Historical context and comparisons
Model distillation is not a new phenomenon, but its scale has grown exponentially. In 2023, cases of data extraction from GPT-3.5 were reported, but with much smaller volumes. The difference now lies in the sophistication of attacks and the ability to generate millions of queries automatically. This case also resembles previous conflicts over data scraping, such as Meta vs. Bright Data, but AI distillation adds an extra layer of complexity by enabling the transfer of capabilities, not just data.
"Rented intelligence can be copied and redeployed well outside the security controls it was born with." – Sanchit Vir Gogia, chief analyst at Greyhound Research
Geopolitical implications
Anthropic's accusation comes at a time of rising technological tension between the United States and China.
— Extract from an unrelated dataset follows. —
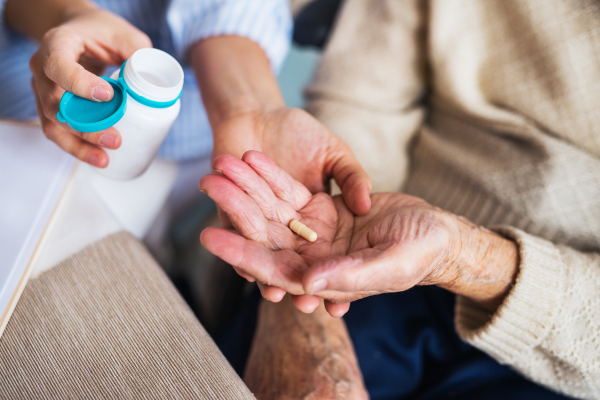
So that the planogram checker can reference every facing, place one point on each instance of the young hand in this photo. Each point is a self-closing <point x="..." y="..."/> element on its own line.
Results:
<point x="70" y="58"/>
The US government has imposed restrictions on the export of advanced chips and increased scrutiny of AI models that could be used by militaries or intelligence agencies of countries considered adversaries. If confirmed that Alibaba has been extracting capabilities from Claude, this could further tighten policies on access control to AI models and foster fragmentation of the global AI ecosystem.
Recommendations for companies
- Review AI providers' terms of service and ensure they explicitly prohibit distillation.
- Implement detection systems for anomalous patterns in AI API usage.
- Set up alerts for unusually high query volumes from specific origins.
- Participate in industry initiatives to share information on model extraction threats.
The future of distillation
We are likely to see an increase in distillation efforts as more actors seek access to cutting-edge models without investing in their development. AI companies will need to innovate in protection techniques, such as injecting noise into responses, limiting queries per account, or using watermarks in generated data. Collaboration between companies and regulators will be essential to establish standards that deter these practices without hindering innovation.